Detecting the purity of betaine ester in chloroform eluate and ethyl acetate eluate by high performance liquid chromatography-mass spectrometry: respectively taking chloroform eluate and ethyl acetate eluate, dissolving with methanol (chromatogram purity) (mass volume ratio of chloroform eluate to methanol is 1:20g/mL, and mass volume ratio of ethyl acetate eluate to methanol is 1:20g/mL), filtering with 0.22 μm nylon filter, and analyzing the type and purity of betaine lipid contained in the filtrate by liquid chromatography-mass spectrometry.

High performance liquid chromatography conditions: c8 column (Agilent, Eclipse Plus C8,5 μm, 4.6X 250mm), water and acetonitrile as mobile phase, flow rate of 1mL/min, room temperature column, 2 μ L sample, elution gradient as shown in Table 2.

TABLE 2 elution gradient procedure

Mass spectrometry conditions: ESI source condition settings: spray voltage (3.2Kv), sheath gas flow rate (8.4arb), sheath gas N2 (purity > 95%; 35a.u), assist gas N2 (purity > 95%; 10a.u), capillary temperature: 325 ℃, auxiliary gas heating temperature: 350 ℃, assist gas flow rate: 24.2arb, collision energy: 25/30/35eV, the primary mass spectrum scanning range m/z is between 200 and 1000, and the scanning mode is as follows: positive and negative ions are separately scanned.

The results of hplc-ms analyses are shown in tables 3 and 4, and it is understood that the chloroform eluate is mainly DGTS and DGCC, and the ethyl acetate eluate is mainly LDGTS and DGTS.
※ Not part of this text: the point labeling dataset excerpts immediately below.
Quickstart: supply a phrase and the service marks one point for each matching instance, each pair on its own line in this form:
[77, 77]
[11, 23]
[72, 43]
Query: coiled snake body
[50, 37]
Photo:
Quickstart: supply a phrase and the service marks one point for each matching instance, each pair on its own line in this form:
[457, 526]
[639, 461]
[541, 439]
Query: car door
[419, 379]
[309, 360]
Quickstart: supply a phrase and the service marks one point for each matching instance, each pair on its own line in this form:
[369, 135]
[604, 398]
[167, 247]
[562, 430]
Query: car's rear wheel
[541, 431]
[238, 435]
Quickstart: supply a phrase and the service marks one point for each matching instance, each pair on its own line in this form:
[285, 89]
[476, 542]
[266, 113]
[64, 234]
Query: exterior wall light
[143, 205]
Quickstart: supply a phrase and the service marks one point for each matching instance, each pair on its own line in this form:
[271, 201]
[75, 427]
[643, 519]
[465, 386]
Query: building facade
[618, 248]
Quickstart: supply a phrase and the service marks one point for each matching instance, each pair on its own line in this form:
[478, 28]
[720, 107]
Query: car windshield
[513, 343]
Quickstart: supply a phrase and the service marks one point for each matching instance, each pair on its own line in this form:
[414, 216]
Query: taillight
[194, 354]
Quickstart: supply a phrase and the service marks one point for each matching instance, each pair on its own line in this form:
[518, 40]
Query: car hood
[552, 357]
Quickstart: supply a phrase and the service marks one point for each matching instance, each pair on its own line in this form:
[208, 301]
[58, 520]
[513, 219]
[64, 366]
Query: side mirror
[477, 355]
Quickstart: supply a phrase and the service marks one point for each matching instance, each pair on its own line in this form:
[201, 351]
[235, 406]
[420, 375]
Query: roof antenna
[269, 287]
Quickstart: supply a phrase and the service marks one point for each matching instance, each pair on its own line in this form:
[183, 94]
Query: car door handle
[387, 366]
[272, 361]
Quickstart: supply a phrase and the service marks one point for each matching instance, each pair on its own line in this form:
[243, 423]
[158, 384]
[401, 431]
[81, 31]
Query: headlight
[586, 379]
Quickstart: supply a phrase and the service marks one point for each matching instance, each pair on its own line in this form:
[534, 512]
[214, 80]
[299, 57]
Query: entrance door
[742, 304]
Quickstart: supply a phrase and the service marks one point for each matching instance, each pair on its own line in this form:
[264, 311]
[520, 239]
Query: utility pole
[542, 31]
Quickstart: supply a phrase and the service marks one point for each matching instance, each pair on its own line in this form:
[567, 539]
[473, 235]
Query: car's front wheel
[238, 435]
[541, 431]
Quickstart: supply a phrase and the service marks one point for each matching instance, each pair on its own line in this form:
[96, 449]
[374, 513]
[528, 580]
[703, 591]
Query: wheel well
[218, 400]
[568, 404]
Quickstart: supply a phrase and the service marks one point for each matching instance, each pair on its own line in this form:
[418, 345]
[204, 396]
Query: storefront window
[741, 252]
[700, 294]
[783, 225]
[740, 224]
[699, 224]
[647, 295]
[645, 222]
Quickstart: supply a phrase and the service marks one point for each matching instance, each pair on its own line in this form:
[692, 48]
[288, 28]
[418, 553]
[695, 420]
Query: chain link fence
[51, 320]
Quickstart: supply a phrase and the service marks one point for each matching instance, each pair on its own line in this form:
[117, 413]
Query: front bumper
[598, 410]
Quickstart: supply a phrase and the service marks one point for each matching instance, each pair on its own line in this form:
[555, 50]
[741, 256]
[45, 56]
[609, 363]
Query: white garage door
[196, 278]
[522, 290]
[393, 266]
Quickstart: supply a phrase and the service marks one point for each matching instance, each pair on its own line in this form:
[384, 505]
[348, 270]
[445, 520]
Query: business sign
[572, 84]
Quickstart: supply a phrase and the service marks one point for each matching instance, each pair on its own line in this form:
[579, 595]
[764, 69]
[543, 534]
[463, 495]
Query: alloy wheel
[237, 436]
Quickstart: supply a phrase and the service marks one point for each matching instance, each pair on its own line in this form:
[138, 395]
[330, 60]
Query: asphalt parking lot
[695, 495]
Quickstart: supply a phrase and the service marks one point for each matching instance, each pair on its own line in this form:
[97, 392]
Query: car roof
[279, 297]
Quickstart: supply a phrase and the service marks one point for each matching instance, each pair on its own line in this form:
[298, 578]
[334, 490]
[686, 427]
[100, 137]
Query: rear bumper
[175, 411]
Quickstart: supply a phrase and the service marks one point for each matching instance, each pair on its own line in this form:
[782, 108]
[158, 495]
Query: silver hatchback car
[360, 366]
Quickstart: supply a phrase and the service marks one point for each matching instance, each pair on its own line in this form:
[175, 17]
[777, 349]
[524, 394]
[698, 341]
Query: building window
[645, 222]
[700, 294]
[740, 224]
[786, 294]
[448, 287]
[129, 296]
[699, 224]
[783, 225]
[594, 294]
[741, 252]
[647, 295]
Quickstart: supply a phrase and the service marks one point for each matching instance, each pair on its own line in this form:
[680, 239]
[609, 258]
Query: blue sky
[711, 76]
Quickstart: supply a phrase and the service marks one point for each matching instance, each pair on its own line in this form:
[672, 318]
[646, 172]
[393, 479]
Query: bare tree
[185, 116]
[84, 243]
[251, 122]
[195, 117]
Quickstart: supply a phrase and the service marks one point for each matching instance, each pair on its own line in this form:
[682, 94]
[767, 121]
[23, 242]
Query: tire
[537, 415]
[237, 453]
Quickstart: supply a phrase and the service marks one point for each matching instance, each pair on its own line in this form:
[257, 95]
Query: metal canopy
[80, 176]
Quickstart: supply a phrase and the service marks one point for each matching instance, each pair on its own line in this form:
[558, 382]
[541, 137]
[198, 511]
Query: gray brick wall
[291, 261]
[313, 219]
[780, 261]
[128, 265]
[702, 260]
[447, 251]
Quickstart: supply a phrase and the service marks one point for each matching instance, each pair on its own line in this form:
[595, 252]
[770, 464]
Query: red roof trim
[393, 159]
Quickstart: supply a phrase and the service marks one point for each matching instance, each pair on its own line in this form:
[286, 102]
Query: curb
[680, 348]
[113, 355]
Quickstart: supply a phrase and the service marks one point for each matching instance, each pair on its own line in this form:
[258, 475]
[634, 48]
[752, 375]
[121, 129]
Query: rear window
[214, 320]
TABLE 3 high performance liquid chromatography-Mass Spectrometry results of chloroform eluate

TABLE 4 high performance liquid chromatography-Mass Spectrometry results of Ethyl acetate eluate

The above description is only for the preferred embodiment of the present invention, and is not intended to limit the scope of the present invention. That is, all equivalent changes and modifications made according to the contents of the claims of the present invention should be the technology of the present invention.